One of my favorite horse people from my teenage years was an old woman who trained and rode saddleseat horses. I had no interest in saddleseat but she had a 4H club in my county and would sometimes teach clinics or chaperone for the state or regional shows. Whenever anyone was frustrated with their horse, or most often this girl who had a seemingly rotten large pony mare named Bobbi. Bobbi was one of those horses who never seemed to get it, until she did, and then she never forgot it. This girl could never remember that every other time Bobbi couldn’t get it, she eventually did and executed it perfectly every time after that. And every time, this old lady would tell her, “Bobbi is on Bobbi time.”

I have a sticky youngster, too. I’m thinking of starting a journal to see if I can find any patterns because one day she will be fabulously off of the aids and the next day ignore the leg completely. On good days, I have a training level horse, and on bad days, like she’s never been sat on before. Same thing as others have reported – if you get over her shoulder, she will stop. If the saddle is not in the exact right position, she will stop. Sometimes she just says no. She is sensitive and everything has to be her idea and to her liking but she enjoys the work most of the time. I don’t keep dumb horses.

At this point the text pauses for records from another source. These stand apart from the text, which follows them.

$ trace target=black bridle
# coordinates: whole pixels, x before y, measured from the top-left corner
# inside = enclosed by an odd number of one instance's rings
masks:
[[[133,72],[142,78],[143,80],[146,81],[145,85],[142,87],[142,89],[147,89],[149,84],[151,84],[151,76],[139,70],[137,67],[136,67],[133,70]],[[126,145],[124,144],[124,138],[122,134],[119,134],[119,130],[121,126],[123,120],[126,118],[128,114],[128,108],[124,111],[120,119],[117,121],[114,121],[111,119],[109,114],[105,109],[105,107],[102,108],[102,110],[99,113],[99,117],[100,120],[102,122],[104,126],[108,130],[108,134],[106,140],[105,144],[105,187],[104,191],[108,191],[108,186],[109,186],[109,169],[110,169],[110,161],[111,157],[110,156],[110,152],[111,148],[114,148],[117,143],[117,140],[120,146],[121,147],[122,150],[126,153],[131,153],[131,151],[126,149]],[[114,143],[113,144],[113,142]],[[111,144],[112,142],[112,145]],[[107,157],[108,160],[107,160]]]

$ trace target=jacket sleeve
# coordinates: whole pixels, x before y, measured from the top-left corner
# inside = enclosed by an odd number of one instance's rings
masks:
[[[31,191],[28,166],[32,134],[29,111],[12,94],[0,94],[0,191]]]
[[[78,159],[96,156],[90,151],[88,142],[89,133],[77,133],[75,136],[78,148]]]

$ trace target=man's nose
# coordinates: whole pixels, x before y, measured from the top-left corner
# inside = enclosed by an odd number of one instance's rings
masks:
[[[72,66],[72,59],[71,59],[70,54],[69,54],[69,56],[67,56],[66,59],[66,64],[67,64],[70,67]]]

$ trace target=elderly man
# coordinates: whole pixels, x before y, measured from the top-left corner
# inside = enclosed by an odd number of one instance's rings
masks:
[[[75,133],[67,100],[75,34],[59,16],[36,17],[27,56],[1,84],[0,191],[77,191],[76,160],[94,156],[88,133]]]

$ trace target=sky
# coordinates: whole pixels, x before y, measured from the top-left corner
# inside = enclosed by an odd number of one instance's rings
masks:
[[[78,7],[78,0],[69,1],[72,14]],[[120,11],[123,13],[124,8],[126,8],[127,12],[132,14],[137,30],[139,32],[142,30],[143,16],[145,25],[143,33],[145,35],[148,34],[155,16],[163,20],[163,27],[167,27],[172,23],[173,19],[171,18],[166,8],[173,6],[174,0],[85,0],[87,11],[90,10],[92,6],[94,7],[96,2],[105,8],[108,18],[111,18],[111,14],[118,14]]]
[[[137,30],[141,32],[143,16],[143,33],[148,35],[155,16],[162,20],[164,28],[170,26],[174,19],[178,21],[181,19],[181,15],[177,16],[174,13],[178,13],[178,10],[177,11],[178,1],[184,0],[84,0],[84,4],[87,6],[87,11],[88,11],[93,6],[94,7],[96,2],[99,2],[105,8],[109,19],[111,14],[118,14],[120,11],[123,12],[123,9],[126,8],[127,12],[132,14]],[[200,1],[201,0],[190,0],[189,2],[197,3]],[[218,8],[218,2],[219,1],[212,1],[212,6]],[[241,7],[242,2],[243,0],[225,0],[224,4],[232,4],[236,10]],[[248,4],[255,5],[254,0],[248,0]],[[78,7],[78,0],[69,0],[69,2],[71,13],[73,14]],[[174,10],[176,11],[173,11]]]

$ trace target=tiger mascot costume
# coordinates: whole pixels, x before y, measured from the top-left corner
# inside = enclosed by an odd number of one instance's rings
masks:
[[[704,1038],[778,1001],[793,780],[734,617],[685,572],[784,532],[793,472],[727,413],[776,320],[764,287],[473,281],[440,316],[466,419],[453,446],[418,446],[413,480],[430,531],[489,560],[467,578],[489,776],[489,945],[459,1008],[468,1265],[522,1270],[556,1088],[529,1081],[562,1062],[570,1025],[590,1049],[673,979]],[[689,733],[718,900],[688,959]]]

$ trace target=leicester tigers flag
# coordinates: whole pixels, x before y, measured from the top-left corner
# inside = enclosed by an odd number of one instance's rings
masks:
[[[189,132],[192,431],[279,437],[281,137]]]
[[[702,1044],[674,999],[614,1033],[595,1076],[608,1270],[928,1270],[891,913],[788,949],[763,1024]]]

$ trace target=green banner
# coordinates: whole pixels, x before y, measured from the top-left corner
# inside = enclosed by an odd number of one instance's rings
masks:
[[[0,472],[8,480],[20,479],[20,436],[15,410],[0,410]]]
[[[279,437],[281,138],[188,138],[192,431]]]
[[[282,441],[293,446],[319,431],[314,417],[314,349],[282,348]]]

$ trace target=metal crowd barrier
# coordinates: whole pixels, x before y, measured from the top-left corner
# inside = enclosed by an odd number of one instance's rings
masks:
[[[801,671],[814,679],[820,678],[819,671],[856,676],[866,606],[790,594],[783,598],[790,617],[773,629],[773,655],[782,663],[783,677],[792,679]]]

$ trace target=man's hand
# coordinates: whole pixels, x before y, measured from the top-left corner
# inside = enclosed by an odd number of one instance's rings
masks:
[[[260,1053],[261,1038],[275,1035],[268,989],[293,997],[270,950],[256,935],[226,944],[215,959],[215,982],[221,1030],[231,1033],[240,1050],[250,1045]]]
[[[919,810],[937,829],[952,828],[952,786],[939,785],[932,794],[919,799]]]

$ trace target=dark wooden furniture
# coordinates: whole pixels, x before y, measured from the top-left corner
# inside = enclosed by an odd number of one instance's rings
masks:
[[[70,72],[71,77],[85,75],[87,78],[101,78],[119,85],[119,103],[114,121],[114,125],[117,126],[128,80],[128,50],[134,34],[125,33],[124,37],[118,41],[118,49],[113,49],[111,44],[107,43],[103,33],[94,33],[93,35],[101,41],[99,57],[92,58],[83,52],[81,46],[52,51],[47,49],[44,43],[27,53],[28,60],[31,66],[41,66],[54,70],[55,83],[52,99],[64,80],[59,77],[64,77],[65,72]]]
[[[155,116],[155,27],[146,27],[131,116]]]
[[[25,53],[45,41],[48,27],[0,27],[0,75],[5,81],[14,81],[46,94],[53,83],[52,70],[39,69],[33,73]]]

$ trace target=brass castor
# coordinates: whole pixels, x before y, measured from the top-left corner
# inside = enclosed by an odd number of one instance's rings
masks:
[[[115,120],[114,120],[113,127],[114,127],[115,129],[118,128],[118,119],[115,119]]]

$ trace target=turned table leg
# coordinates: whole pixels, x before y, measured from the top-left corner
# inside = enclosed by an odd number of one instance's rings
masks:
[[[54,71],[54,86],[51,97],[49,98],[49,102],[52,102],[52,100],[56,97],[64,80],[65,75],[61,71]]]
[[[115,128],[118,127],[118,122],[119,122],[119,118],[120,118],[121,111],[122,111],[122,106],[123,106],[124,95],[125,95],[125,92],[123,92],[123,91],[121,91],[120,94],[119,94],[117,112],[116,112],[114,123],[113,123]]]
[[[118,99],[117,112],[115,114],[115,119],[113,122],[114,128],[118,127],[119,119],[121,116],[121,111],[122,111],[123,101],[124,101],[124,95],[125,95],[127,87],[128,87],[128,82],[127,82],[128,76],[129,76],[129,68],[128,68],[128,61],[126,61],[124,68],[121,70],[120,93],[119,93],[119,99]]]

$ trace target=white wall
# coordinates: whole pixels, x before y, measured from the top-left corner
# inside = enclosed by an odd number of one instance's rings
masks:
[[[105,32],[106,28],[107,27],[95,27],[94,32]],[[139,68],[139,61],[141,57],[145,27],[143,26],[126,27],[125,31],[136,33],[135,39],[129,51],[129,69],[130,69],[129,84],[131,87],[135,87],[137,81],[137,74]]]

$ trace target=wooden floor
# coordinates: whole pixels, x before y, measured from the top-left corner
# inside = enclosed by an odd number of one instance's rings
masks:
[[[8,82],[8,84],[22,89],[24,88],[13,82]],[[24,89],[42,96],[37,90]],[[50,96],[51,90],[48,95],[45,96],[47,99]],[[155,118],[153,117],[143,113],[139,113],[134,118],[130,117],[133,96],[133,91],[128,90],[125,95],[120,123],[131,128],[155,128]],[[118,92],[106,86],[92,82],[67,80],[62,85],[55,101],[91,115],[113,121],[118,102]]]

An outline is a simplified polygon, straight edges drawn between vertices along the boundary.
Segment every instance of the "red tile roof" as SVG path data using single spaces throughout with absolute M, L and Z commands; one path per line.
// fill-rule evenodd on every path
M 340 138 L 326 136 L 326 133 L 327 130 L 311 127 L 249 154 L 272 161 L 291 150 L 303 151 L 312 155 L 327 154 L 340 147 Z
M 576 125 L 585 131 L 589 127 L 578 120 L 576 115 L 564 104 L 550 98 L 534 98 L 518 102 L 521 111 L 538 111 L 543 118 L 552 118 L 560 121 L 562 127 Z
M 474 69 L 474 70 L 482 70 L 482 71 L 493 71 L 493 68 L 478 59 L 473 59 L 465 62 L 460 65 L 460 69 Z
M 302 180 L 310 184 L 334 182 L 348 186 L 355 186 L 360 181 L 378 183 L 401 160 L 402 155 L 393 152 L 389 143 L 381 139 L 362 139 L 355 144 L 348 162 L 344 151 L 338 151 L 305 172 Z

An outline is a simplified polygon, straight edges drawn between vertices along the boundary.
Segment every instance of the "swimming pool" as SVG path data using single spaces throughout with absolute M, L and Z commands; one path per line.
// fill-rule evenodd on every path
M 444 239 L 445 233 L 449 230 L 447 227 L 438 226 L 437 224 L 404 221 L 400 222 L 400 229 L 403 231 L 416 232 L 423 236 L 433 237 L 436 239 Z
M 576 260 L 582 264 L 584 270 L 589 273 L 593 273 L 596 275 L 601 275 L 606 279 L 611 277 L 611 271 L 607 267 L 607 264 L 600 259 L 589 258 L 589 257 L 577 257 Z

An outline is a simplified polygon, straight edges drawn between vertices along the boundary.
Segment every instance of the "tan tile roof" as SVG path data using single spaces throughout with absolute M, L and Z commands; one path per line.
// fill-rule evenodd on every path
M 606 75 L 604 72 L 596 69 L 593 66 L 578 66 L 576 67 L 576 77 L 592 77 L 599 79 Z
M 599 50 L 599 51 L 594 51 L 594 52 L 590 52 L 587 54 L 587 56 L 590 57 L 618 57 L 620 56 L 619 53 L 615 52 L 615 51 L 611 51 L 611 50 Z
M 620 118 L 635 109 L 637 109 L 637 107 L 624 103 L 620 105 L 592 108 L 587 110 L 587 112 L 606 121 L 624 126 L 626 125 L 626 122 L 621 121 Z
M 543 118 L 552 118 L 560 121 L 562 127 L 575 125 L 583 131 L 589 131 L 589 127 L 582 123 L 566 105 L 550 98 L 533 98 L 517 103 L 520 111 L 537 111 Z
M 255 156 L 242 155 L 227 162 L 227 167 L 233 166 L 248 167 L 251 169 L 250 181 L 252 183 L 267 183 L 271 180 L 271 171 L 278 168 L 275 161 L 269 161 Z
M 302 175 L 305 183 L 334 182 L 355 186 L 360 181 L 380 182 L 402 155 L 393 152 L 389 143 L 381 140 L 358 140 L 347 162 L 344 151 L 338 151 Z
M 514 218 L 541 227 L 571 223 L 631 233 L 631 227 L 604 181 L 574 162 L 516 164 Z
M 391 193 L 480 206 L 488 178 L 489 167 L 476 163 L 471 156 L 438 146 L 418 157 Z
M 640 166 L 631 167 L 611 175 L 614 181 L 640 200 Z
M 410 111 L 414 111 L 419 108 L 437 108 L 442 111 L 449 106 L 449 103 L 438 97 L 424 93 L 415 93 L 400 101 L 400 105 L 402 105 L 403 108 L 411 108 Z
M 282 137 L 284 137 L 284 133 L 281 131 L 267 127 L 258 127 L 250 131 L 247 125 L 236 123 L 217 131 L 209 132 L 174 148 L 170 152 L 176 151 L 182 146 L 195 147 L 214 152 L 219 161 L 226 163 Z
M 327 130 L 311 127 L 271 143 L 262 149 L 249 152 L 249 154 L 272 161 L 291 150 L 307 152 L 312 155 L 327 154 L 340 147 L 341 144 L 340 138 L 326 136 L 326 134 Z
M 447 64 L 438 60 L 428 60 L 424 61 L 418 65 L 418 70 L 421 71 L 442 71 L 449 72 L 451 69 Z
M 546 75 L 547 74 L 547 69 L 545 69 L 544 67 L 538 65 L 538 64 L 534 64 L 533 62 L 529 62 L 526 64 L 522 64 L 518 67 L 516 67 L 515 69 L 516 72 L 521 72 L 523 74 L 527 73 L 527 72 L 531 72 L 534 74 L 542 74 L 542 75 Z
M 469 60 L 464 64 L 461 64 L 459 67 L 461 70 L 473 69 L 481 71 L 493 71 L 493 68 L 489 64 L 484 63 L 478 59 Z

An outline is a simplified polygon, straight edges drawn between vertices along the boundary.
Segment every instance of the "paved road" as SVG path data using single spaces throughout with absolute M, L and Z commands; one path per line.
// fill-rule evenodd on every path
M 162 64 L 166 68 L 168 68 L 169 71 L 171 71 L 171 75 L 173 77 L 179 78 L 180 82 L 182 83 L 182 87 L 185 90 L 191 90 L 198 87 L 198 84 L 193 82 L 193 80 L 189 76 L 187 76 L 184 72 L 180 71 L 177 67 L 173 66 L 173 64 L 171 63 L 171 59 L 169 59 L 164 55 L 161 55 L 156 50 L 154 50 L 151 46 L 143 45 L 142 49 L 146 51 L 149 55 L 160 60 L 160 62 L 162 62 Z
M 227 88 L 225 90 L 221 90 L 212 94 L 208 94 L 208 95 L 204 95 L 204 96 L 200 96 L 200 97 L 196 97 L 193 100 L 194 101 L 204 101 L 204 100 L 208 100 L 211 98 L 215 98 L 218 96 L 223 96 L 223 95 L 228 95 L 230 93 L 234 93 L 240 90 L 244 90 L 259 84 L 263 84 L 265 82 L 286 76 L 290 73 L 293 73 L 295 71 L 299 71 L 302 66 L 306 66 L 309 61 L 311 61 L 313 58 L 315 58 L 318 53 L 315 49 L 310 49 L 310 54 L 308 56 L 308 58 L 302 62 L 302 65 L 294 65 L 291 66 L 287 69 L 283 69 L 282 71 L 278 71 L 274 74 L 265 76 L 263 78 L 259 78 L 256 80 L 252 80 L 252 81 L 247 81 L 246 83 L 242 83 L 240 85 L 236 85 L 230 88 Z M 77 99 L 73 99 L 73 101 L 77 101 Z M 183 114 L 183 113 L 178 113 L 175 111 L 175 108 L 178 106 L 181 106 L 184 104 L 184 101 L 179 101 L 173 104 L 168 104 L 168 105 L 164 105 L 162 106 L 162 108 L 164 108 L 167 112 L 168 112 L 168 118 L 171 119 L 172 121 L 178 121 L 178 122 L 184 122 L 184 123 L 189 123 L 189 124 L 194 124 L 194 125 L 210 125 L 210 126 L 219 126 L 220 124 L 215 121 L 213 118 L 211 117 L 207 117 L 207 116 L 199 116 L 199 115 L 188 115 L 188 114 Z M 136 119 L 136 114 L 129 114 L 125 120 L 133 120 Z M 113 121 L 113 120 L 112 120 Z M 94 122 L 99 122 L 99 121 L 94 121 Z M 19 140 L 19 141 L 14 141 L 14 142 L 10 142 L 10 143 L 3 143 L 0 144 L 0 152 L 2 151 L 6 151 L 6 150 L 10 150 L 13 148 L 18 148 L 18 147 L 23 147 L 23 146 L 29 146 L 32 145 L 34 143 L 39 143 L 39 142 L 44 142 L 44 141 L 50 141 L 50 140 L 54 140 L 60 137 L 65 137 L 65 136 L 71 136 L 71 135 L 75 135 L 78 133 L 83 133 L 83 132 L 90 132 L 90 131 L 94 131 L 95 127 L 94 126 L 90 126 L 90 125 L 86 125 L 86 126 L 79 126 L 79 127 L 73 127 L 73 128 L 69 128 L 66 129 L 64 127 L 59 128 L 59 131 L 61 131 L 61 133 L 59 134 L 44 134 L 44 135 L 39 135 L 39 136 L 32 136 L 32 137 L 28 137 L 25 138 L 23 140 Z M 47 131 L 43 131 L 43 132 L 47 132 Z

If she’s miserable doing one thing, we do something else. I don’t start fights because I usually don’t have time to end them. It might be unconventional, I might regret it later, I might end up with a horse with “no work ethic.” But here’s the thing – in five years from now, I want an upper level horse who enjoys the job and wants to work with me, and I’d rather have a horse that can respectfully say, “no, thank you,” instead of “go $^@% yourself.” I don’t want a forever first level horse who can’t handle the mental requirement of second level and above because they were forced into the work at four.

She’s four. Four year olds are not known for their logic and ability to suffer fools. But in a year, you will have a five year old who is more confident and had the experience of working with you to solve a training problem, which is a skill you will need to install, because by next year, you will have a different problem to solve together.